Discarding Assumptions

As students build relationships with patients, many find that their negative stereotypes fall away, their empathy deepens, their awareness of health disparities sharpens, and their assumptions change about what patients need most.

When Rebecca Wilkof ’14, began teaching nutrition education to the seniors at the YM & YWHA of Washington Heights and Inwood, she assumed they would know certain nutritional truths, like all sugar is bad. After all, many of the members who attended the Y’s health and wellness program had diabetes. “I assumed they knew that eating a whole watermelon was not much better than eating a piece of cake for a person with diabetes,” says Wilkof, a Northern California native who grew up eating organic foods and belonging to a gym. But her patients didn’t know why they needed to moderate their sugar intake, or why eating saturated fat was unhealthy. “It’s one thing to explain the difference between saturated and unsaturated fat to someone in their 20s or 30s, but another to someone who’s 80 and has been eating saturated fats her whole life,” she says. Moreover, most of her patients, who were Dominican or Jewish, had food traditions that revolved around meat and cheese, or cooking with schmaltz (chicken fat). “‘Low-fat’ wasn’t in their vocabulary.”

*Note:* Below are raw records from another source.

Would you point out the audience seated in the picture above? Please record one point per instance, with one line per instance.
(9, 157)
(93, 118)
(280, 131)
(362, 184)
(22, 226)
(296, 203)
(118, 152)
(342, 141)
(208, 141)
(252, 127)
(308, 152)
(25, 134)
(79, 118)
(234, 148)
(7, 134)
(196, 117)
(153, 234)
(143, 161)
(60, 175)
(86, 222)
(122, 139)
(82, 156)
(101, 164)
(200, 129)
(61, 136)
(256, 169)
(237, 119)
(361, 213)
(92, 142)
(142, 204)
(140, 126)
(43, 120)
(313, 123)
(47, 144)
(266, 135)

Wilkof’s patients faced other challenges as well, like living far from stores that sold fresh produce. “Even if they knew what to buy, it was still hard to get,” she notes. Moreover, a broken-down wheelchair or elevator, or a blizzard, could strand someone at home for days. “I didn’t understand how important mobility was to what kind of food my patients were eating,” Wilkof says. “For me, not being able to get around means not getting to the gym. It doesn’t mean having to buy a can of soup with a lot of sodium in it.”

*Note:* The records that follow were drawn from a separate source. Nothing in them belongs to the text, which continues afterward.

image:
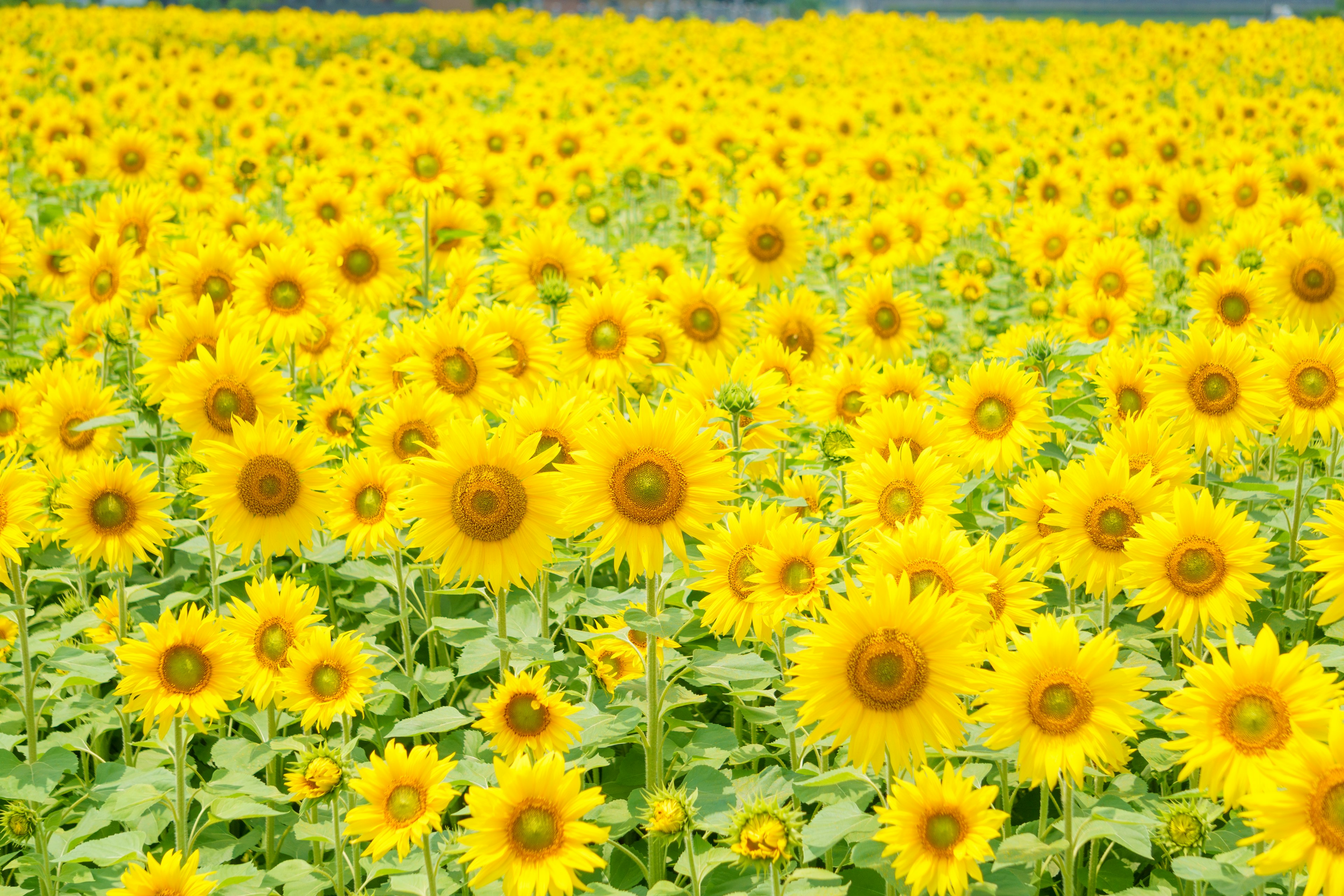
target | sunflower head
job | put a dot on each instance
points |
(670, 812)
(765, 832)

Wilkof helped her patients make dietary changes that accommodated the challenges in their lives. In a cooking class called “Light Bites,” she made “bodega chili,” using beans instead of meat, and other healthy ingredients that local convenience stores sold. In her class on the cancer-fighting properties of antioxidants, she baked blueberry bread. She made brownies with yogurt when she taught a class on probiotics. “You have to learn what resources are available to patients,” she says. “The point of nursing is to give care to people according to their needs and not according to your prescribed version of what they need.”

Meeting Patients Where They Are

As communities grow more diverse, and as individuals—especially the medically underserved—live longer with chronic illness, nurses are becoming the main providers of primary care. To meet the challenges of an increasingly complex health care environment, nurses need more knowledge, not about science but about their patients, whose difficult backgrounds play a pivotal role in shaping their health care needs.

Ashley Knutson never came to terms with catcalls. But by the time she finished her community health rotation, she was no longer wary of the men who made them. They were, after all, in need of care, and her job was to provide it, based in part on how well she had come to know them. “It became a process of me building confidence in my ability to relate to them, wherever they were.”